Grant Morrison est, avec Alan Moore, l’un des prophètes de la pop culture britannique. Scénariste de comics depuis une trentaine d’années, il est l’auteur de quelques-uns des plus grands chefs d’œuvres du genre comme la série “The Invisibles” (1994-2000). Qui de mieux placé pour écrire une somme analytique sur les super-héros ?

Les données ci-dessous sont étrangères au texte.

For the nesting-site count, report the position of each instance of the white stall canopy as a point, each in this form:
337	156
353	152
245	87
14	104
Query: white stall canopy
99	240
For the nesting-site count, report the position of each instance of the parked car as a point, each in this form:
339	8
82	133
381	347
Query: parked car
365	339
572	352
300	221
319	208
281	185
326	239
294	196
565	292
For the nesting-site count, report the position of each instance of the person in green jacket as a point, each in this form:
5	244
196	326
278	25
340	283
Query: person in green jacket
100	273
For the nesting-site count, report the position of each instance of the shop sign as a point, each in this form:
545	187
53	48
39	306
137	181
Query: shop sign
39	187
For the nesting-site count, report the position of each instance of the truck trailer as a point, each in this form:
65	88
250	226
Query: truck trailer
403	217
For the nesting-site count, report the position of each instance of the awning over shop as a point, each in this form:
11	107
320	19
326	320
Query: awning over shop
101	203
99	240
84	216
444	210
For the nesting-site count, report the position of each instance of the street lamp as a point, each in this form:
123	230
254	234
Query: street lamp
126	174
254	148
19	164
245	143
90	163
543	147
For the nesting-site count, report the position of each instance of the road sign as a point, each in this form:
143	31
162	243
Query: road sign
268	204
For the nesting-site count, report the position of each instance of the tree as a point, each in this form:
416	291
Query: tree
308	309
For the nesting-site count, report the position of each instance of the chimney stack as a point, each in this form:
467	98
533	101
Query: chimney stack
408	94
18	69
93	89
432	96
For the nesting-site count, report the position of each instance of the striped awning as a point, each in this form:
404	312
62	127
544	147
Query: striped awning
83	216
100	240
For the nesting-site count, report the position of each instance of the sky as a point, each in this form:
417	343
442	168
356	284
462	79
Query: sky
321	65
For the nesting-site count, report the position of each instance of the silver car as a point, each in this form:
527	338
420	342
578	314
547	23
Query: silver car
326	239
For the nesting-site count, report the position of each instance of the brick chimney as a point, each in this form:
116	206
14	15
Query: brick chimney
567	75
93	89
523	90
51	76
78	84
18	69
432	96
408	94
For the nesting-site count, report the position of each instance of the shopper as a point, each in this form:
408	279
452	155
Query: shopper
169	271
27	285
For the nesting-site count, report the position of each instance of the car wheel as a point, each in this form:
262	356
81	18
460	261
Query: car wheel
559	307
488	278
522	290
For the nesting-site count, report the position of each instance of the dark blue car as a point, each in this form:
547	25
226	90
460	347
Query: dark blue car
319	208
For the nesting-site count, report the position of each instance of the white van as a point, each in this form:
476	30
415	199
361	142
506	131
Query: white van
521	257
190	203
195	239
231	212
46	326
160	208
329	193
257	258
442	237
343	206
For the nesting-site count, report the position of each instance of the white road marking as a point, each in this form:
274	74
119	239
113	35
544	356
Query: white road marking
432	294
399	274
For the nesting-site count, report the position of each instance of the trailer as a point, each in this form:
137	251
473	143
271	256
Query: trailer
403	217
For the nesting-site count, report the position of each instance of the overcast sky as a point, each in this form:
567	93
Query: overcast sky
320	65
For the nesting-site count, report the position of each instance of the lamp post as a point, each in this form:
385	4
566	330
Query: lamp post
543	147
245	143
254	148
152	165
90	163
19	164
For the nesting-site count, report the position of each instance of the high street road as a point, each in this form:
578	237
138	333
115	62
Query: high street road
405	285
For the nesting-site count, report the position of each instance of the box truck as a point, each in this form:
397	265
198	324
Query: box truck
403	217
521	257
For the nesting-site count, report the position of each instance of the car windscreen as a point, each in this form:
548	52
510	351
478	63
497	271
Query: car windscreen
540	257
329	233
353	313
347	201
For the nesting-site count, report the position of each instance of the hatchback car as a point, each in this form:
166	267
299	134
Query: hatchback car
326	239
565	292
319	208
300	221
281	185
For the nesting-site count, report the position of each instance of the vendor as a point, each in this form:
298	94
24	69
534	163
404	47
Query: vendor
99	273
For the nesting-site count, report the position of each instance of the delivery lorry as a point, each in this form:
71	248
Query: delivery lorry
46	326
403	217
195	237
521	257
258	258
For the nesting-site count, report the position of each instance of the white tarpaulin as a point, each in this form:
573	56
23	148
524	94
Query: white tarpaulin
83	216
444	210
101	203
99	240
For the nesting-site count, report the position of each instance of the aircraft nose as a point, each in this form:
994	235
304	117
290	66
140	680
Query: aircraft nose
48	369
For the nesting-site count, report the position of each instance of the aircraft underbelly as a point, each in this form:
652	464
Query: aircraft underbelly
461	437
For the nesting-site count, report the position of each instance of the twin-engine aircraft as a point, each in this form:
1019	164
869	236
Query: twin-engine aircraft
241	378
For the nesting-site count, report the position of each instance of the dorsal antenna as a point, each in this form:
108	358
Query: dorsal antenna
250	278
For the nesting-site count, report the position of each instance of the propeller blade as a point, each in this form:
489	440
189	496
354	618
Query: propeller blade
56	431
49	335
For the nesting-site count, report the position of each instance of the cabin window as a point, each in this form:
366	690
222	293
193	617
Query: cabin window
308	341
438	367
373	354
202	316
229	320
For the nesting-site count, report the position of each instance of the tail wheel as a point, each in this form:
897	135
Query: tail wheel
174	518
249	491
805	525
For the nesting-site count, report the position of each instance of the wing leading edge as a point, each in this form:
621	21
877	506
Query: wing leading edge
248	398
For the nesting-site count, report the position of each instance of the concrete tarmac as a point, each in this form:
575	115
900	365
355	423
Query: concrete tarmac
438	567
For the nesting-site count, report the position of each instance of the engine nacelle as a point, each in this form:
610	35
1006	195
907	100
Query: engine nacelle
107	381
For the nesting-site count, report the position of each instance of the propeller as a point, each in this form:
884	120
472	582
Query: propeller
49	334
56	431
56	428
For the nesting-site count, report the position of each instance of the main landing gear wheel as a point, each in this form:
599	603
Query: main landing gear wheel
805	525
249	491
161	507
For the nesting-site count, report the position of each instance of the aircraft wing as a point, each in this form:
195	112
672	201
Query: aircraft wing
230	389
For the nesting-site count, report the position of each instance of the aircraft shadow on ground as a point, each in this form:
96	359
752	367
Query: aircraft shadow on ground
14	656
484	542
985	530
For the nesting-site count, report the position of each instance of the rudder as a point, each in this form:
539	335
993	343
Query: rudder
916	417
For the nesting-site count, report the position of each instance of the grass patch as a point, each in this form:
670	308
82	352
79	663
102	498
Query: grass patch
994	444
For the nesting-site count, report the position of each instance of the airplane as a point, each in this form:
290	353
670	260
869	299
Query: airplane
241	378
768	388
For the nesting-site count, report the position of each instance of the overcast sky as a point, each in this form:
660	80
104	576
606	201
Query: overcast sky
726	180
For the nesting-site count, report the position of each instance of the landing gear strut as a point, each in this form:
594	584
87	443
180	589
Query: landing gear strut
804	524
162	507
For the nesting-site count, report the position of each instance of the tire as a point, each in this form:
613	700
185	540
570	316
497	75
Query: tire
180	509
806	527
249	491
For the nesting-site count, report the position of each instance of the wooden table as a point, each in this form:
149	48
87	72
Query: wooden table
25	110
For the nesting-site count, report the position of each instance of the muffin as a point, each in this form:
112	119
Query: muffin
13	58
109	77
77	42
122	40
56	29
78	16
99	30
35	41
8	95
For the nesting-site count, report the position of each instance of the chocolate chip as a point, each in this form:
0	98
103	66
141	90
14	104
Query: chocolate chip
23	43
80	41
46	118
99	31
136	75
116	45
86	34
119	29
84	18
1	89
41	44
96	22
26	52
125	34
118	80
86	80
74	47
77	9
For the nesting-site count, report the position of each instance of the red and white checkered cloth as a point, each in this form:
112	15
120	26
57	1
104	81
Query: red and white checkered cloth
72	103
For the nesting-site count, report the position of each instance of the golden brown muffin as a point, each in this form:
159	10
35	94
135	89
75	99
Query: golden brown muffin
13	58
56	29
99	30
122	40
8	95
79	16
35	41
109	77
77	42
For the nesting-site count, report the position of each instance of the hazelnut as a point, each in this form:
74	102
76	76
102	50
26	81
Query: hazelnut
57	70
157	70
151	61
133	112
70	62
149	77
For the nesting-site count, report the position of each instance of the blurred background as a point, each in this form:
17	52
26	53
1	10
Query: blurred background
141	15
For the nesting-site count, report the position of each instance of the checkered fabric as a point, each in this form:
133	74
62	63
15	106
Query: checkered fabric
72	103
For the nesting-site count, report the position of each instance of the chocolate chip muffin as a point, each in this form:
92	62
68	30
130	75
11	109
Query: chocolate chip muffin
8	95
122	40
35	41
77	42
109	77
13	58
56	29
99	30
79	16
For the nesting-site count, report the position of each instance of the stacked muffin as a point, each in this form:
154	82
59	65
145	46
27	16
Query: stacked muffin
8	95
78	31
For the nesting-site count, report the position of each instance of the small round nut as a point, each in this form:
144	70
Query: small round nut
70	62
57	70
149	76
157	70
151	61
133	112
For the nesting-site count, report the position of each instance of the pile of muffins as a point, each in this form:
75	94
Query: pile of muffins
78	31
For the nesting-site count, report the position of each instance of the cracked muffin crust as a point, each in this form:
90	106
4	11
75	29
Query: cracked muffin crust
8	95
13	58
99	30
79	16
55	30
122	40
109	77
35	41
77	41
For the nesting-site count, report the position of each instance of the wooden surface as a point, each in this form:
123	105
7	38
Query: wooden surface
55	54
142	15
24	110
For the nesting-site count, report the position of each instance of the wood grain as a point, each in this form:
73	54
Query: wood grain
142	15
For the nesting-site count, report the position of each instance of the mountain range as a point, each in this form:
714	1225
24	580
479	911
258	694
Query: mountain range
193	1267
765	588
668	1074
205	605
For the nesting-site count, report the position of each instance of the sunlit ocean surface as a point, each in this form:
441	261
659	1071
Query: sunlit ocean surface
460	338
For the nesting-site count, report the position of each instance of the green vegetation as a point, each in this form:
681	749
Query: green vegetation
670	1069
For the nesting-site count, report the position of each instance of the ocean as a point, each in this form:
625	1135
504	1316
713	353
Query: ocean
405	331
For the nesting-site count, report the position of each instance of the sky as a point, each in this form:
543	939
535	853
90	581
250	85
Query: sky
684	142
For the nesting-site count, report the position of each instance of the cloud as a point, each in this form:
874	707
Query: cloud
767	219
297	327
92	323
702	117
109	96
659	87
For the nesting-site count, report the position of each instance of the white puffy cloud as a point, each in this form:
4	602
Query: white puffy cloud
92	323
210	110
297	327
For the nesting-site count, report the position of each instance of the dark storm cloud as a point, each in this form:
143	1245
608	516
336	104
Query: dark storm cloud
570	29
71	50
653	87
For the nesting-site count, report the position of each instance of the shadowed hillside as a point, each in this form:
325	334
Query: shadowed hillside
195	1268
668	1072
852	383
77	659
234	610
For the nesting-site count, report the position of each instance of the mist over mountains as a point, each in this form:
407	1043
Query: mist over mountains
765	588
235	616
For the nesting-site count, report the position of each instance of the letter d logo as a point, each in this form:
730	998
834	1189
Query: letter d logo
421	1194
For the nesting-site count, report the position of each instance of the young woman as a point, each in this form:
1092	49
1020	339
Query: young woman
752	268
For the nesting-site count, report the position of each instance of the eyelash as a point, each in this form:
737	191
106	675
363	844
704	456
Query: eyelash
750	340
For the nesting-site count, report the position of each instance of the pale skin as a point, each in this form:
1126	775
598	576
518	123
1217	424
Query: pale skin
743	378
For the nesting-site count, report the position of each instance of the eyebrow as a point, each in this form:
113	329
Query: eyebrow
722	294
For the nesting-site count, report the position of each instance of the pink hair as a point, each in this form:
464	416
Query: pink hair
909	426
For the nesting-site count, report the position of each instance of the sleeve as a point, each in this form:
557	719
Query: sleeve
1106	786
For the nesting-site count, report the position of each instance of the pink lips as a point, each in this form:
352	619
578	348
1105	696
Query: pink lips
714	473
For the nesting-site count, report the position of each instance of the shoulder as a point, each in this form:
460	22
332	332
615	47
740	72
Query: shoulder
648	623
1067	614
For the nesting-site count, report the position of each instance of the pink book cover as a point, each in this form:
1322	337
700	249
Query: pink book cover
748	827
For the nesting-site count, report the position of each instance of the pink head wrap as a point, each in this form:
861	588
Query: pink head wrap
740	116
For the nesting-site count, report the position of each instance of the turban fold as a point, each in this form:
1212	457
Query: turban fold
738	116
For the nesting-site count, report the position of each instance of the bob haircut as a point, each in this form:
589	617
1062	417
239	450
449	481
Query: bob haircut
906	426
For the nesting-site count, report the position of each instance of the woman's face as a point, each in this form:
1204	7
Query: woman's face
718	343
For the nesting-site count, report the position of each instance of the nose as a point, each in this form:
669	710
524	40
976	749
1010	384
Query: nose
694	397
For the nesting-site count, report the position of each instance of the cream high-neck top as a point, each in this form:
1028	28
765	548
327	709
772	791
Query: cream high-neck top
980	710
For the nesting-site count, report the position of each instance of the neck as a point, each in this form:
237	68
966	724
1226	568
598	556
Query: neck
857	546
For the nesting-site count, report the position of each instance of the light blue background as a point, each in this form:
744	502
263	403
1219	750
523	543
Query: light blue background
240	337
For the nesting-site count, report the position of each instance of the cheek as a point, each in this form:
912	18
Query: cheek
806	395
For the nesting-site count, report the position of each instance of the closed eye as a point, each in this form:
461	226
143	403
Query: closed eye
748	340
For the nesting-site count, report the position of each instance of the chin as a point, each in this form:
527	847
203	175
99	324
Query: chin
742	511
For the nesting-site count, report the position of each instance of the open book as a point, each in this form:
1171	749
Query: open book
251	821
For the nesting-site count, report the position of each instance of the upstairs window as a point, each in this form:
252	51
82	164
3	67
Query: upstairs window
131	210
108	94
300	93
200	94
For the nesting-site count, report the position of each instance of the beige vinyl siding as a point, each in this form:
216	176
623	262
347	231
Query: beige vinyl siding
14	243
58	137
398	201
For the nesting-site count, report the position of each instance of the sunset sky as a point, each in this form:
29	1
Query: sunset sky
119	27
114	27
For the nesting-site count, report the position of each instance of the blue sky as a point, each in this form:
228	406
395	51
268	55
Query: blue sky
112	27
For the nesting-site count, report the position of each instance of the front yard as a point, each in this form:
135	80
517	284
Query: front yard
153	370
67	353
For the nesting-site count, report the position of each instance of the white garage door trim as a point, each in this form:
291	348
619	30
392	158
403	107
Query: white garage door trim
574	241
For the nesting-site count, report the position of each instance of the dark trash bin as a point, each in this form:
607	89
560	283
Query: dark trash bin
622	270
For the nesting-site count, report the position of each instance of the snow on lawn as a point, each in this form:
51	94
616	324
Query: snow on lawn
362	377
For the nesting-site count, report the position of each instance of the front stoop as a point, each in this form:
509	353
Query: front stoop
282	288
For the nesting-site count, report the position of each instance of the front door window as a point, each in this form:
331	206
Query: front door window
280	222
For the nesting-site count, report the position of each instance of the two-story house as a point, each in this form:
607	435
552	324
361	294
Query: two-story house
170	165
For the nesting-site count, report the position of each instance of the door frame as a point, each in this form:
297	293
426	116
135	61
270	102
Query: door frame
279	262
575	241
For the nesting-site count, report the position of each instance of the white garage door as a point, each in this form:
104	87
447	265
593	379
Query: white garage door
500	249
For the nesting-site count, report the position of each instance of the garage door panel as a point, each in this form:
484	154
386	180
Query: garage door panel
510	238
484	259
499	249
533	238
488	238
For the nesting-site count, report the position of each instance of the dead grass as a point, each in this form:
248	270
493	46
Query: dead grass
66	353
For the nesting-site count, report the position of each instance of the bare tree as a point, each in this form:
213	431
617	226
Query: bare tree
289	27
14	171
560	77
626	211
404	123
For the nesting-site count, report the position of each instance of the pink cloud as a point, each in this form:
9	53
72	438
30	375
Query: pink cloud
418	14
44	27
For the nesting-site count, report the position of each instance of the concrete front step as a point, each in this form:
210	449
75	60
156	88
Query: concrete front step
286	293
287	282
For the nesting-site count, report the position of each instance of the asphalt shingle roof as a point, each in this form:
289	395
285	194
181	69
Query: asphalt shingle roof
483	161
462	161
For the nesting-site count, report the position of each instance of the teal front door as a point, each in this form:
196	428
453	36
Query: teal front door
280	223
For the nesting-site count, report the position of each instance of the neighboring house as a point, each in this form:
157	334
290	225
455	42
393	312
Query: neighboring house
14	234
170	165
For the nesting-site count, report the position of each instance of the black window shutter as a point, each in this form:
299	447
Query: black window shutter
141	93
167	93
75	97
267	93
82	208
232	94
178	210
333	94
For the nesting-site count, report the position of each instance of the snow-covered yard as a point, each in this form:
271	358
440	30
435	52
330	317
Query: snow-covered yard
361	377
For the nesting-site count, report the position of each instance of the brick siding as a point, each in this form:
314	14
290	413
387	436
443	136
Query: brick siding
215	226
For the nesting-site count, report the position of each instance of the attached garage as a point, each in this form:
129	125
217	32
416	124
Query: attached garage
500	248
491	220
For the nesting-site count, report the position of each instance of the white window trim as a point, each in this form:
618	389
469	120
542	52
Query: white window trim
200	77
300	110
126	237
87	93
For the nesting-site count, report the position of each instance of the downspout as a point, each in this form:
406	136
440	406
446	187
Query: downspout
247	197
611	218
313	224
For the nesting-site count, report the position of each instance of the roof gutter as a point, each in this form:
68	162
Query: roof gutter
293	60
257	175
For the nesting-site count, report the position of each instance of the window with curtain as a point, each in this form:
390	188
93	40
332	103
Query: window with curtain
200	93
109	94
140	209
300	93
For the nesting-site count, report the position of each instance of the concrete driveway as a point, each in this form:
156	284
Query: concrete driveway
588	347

Les éditions Fantask, en co-édition avec Dargaud, ont eu la bonne idée de traduire “Supergods”, paru originellement en 2011 chez Spiegel & Grau. Le résultat : un énorme pavé, parfois un peu indigeste, mais indispensable au fan des héros DC Comics ou Marvel. Morrison utilise ses propres expériences de scénariste, ainsi que des souvenirs plus personnels (il y parle notamment sans autocensure de drogues ou de maladie), pour dresser un panorama assez exhaustif de l’évolution de la BD anglo-saxonne depuis les années 50. On y retrouve les figures incontournables Jack Kirby, Stan Lee ou Franck Miller. Et surtout une description fine et drôle – parfois emphatique – des enjeux économiques, culturels ou artistiques liés à l’univers des comics. Avec Moore, Morrison a été l’un des créateurs les plus avant-gardistes en matière d’introduction de thèmes spiritualo-métaphysiques dans la BD moderne. Son statut d’auteur superstar à partir du début des années 90 l’a autorisé à beaucoup plus de liberté de ton que la plupart de ses congénères, créant des personnages et des histoires hors-normes, à l’instar de “Flex Mentallo” (un index alphabétique, à la fin de l’ouvrage, servira de repère utile pour se retrouver dans la jungle des noms de personnages.) Et laissons la conclusion à Morrison lui-même : “Les histoires de super-héros sont méprisées, car souvent vues comme l’un des niveaux les plus bas de notre culture. Mais tel un éclat d’hologramme, elles contiennent en miniature tous les rêves et toutes les peurs des générations qui les racontent.”